A retrospective study done by Goicoechea showed that the incidence of ATIN, particularly ATIN in the elderly, has increased over the past decade due to a higher biopsy rate and/or an increased use of causative drugs, such as nonsteroidal antiinflammatory drugs (NSAIDs) and antibiotics.
8 Interesting Facts of Acute tubulointerstitial nephritis
1. ATIN accounts for up to one-third of AKI cases.

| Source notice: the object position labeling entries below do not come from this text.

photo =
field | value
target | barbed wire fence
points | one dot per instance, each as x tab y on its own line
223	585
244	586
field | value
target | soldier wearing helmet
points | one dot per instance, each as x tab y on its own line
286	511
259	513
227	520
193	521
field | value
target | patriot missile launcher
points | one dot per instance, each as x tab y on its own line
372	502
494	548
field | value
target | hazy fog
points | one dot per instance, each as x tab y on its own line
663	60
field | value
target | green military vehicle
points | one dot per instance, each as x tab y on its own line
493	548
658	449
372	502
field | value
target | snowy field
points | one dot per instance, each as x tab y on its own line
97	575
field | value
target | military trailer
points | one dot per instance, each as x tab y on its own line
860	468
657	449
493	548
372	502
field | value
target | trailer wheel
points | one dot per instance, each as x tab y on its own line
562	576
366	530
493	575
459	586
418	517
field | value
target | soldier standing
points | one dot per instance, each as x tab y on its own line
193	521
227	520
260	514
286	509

2. The classical triad of fever, maculopapular rash, and peripheral eosinophilia is seen in only a minority of cases (<10%) of ATIN.
3. The absence of eosinophiluria does not necessarily exclude the diagnosis of ATIN.
4. Drug-induced ATIN is not dose dependent. A repeat exposure to the same drug can potentially lead to a recurrence of the disease process. The most common offending drugs are NSAIDs, proton pump inhibitors, and antibiotics.
5. The majority of suspected cases of ATIN result in the recovery of kidney function in a few days to weeks.
6. Patients who do not recover kidney function within a few weeks of withdrawal of the offending agents may benefit from corticosteroids.
7. In chronic tubulointerstitial nephritis, depending on the culprit agent, the disease may have a particular predilection for either the proximal tubules or the distal tubules or both; the consequent functional abnormalities depend on the tubular site of involvement. The involvement of the proximal tubule often leads to hypophosphatemia, glycosuria, aminoaciduria, and hypomagnesemia.
8. Lithium-induced nephropathy is characterized by the formation of microcysts (cortical and medullary tubular cysts) in the distal convoluted tubules and collecting ducts.